My favorite shift was one my body had been telling me. No more caffeine. By not drinking a daily dose of caffeine I’m able to treat myself to a beautiful coffee medicine (a hemp milk latte or americano from a local cafe) when my other remedies don’t work. I look forward to sitting down with this treat I have on special occasions (migraines!). Our mental states are powerful when it comes to healing our bodies.

What is real strength? Kindness.

Migraines have taught me a ton about wellness and the way hormones work in the body. About my relationship to self-care and self-love too. I believe a lot of their power over me had to do with issues around worth. They became the part of me that was wrong, not enough, unfit, weak. It was me against migraines. Who would win? When I got another migraine I was the loser.

Much of my healing came from taking the pressure off myself to be other than who I am or where I’m at today. I’ve always tried to treat myself with kindness, but this is different. This is deeper and more lasting.

I hadn’t realized that the self-care I was doing before had stopped working. I needed to shift it, tweak it, and start anew. Most importantly I needed to look at the motivation, the why behind my self-care choices. After my trip to the ER I let myself drop all the extraneous and focus on getting my nervous system back together. I was motivated to get well not because there was something wrong with me that I had to eradicate but because I wanted my kids to see me well and thriving. I wanted to get well because of love.

Celebrating Wholeness

It’s been twelve months since I’ve been knocked out with a three-day migraine. This is huge for me. I’ve had the initial symptoms but by following my migraine protocol I’ve avoided landing in bed, wrung out with nausea, vomiting, fever, and off-the-chart pain.
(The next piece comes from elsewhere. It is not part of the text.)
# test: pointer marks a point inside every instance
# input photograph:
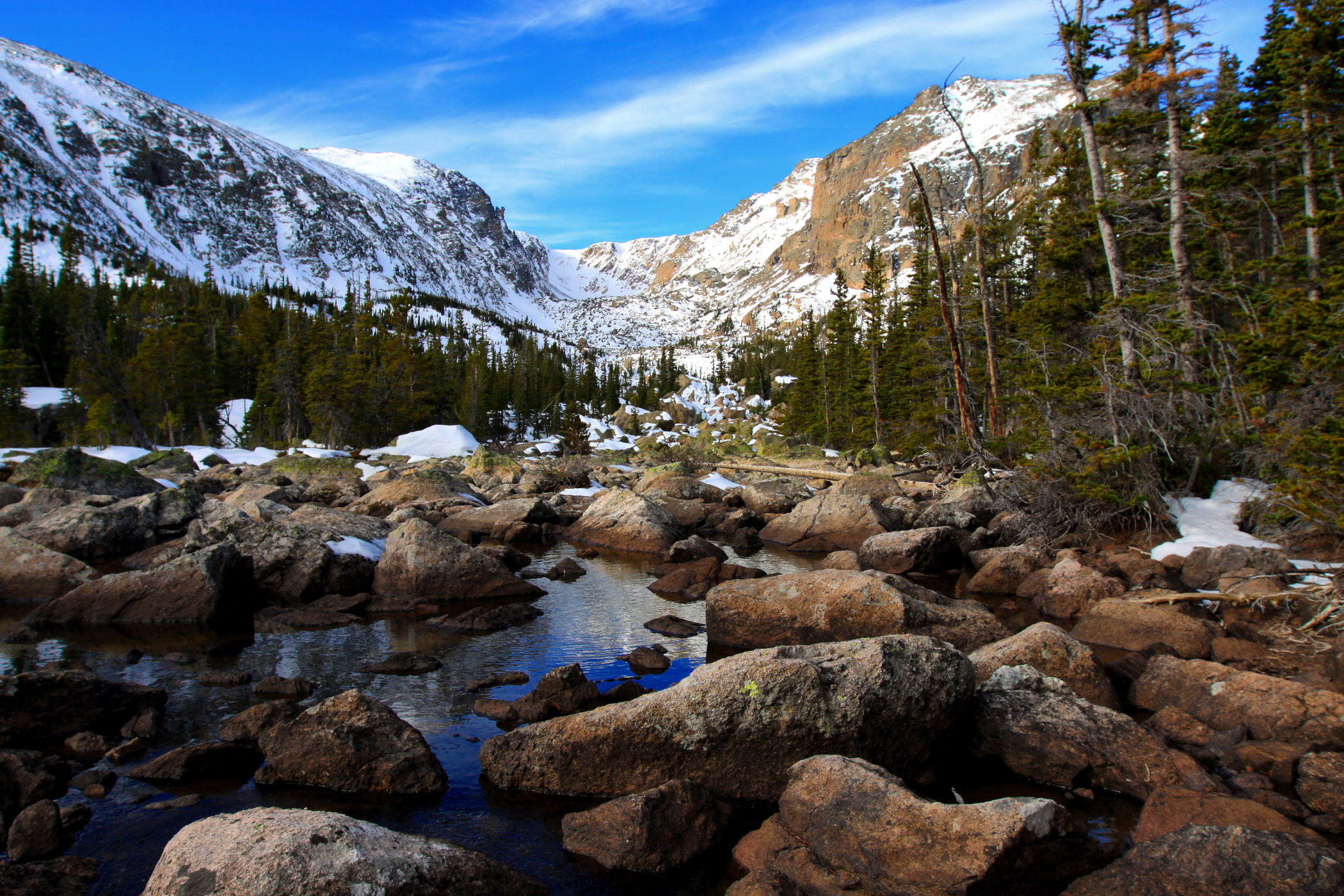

The best part is I’m no longer afraid at the onset of a migraine. I know who I am and what works for me. I have tools in my pocket that align with my body’s wisdom.

I celebrated my 47th birthday just a few days ago with my kids at a local flamenco performance. I let myself take in how far I’ve come in a year. I’ve created a new story for myself, for my children. I feel my wholeness, my OK-ness, my alive-ness. This is where my attention lives.

Thank you for reading along. May you feel your wholeness in this story too.